We integrate an olfactory epithelium and bulb (OB) model with an olfactory (piriform) cortex (OC) model, all comprising abstract graded units representing local populations of neurons, to demonstrate the overall systems applicability to odor recognition tasks. Large-scale simulations on a cluster computer allow us to evaluate an instance of the model with the size matching that of the olfactory system of a small mammal. The input data is synthesized with the intention to resemble the distribution of various features of early olfactory response patterns to naturalistic odor stimuli, e.g. [1,2]. Self-organization of the feedforward connectivity from the OB to the piriform cortex based on statistical properties of synthetic olfactory stimuli with the support of synaptic plasticity provide the capacity for generating sparse and distributed cortical representations [3]. At the cortical level, associative functions resulting from recurrent connectivity with Hebbian plasticity implement attractor memory storage and pattern processing, e.g. completion and rivalry [4]. Adaptation in cortical units, mimicking neuronal spike frequency adaptation, serves as an underlying mechanism for odor segmentation. We also investigate how backprojecting connections from the OC to the OB facilitate context dependent stimulus identification. The model is evaluated in real-world scenarios involving odor classification and segmentation in noisy environments. Firstly, the network is trained to perform concentration invariant odor recognition.

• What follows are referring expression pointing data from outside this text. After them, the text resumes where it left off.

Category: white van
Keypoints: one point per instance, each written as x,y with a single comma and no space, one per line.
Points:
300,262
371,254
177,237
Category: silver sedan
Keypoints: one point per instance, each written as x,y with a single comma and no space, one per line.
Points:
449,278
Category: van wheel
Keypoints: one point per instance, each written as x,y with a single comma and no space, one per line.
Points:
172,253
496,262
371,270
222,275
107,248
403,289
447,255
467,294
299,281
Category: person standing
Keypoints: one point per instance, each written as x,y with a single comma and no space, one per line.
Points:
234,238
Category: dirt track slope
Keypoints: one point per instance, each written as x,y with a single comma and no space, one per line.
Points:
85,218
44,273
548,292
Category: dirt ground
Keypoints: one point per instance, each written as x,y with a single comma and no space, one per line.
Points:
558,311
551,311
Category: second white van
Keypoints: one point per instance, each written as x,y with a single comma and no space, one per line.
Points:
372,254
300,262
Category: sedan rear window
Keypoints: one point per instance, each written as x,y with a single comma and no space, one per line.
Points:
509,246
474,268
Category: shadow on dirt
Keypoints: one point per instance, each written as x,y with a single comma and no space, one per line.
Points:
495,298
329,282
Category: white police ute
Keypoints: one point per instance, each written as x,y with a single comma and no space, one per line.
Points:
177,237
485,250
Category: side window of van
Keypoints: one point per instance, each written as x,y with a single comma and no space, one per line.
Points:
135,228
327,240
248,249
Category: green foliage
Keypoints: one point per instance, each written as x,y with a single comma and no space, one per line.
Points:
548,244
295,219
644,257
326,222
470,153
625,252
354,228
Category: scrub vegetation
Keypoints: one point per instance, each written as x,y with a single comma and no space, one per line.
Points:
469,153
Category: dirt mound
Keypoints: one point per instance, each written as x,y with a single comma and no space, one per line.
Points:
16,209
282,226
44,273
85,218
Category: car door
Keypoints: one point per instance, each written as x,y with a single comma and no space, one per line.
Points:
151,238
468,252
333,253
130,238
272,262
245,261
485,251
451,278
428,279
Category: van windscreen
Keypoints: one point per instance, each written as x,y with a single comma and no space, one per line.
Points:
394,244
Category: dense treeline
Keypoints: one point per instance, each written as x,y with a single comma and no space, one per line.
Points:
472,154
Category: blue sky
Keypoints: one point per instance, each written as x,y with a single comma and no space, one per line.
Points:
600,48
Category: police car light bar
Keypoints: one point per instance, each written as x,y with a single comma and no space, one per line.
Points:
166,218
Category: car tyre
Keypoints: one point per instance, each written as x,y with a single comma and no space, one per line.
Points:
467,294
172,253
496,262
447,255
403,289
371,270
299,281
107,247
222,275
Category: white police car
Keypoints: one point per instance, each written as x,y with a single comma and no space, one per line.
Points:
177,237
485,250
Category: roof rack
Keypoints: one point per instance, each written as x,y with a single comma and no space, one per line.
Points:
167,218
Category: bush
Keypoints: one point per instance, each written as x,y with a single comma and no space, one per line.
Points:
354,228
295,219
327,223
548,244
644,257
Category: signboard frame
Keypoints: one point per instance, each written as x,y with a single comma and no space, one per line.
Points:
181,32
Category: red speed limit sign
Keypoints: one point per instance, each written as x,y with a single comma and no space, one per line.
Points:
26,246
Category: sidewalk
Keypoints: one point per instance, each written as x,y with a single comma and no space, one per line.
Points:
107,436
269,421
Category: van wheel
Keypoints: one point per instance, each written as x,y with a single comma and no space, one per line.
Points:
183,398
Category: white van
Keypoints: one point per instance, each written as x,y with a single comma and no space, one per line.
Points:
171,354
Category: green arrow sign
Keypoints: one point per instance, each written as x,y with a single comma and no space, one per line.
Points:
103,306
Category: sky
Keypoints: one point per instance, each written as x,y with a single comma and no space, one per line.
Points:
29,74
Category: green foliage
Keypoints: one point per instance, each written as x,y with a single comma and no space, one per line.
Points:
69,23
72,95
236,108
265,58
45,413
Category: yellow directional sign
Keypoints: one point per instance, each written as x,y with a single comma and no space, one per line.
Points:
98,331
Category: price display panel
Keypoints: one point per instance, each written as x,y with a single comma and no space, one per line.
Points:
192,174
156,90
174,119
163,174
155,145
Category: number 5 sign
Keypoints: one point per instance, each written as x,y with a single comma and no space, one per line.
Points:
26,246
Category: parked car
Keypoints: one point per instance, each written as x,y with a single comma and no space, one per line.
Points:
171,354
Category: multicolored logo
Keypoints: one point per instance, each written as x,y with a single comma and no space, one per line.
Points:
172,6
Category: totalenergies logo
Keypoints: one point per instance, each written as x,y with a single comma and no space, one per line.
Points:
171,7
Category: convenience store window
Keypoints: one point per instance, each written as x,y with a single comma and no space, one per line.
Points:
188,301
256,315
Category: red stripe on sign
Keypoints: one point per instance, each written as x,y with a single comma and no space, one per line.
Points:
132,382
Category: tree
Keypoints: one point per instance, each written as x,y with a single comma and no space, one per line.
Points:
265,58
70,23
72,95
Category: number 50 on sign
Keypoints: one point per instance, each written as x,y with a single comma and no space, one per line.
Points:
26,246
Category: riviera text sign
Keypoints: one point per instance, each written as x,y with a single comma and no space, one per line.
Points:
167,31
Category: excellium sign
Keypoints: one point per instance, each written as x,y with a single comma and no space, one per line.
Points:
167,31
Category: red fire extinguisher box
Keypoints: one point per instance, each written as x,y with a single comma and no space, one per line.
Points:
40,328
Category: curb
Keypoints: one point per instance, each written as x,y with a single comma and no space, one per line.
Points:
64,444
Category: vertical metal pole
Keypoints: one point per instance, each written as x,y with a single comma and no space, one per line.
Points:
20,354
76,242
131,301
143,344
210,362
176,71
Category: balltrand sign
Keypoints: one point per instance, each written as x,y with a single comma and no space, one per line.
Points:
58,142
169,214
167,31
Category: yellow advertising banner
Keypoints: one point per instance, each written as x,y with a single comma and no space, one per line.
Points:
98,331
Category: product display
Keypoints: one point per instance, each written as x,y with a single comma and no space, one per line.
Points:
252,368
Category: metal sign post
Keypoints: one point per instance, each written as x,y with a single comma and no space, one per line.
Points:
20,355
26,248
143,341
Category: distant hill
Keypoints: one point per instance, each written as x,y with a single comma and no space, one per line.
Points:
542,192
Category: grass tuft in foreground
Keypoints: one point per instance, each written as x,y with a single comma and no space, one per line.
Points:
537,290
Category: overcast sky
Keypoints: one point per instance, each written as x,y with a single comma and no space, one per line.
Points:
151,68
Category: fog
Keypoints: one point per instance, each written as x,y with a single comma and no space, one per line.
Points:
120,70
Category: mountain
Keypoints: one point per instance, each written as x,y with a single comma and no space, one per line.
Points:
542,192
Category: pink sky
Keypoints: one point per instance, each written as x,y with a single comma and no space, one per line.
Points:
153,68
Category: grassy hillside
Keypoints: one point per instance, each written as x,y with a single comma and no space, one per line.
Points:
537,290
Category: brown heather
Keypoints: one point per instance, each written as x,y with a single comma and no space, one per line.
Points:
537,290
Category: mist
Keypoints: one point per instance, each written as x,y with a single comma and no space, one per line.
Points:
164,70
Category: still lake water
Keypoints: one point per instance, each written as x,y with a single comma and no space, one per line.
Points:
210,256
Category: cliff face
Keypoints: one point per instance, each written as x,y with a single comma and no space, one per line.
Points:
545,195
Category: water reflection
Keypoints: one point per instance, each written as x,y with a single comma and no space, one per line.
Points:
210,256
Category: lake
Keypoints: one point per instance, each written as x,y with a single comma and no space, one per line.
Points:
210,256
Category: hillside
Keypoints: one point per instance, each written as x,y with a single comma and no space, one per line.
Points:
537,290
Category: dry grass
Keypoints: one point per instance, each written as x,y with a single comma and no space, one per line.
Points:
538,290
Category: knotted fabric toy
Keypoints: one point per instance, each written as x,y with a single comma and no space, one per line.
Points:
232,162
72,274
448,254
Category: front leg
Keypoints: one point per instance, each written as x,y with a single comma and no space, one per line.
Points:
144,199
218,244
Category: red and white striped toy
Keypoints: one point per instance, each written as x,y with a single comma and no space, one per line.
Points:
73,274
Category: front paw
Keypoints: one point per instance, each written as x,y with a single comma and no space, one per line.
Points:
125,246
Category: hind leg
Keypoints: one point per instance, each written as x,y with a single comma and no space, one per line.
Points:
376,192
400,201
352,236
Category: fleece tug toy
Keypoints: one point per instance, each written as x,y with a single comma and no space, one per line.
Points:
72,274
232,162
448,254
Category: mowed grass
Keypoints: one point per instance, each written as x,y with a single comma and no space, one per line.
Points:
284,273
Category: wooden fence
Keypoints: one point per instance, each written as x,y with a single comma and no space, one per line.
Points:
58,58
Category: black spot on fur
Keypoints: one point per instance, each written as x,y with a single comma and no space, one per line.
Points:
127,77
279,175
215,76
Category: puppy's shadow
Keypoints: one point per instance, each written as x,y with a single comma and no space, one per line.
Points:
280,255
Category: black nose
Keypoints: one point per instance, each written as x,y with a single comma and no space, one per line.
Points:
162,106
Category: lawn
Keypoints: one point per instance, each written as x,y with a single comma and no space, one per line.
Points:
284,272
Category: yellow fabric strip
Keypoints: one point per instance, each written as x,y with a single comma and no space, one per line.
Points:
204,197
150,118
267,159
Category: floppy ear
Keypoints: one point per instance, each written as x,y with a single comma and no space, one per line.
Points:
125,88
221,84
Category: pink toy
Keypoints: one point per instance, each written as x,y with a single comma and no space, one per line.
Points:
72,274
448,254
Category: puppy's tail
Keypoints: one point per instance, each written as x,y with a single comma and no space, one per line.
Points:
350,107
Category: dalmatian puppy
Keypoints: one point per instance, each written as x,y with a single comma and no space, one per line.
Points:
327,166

Secondly, the model identifies single-ligand components of odor mixtures it is subjected to in a testing phase. Finally, the effect of context dependence is evaluated by examining the systems capability to recognize specific low intensity stimuli when it is forced into an arousal state. Preliminary results show the dependence of performance on the network size, the number of odors and the complexity of their early olfactory activation patterns. In a broader context, the proposed large-scale abstract models of holistic olfactory processing implements a multiscale approach to modeling olfaction. After the network has been trained, its connection matrices are utilized in simulating a more biophysically realistic model of the mammalian olfactory system (for details see poster by Kaplan et al.).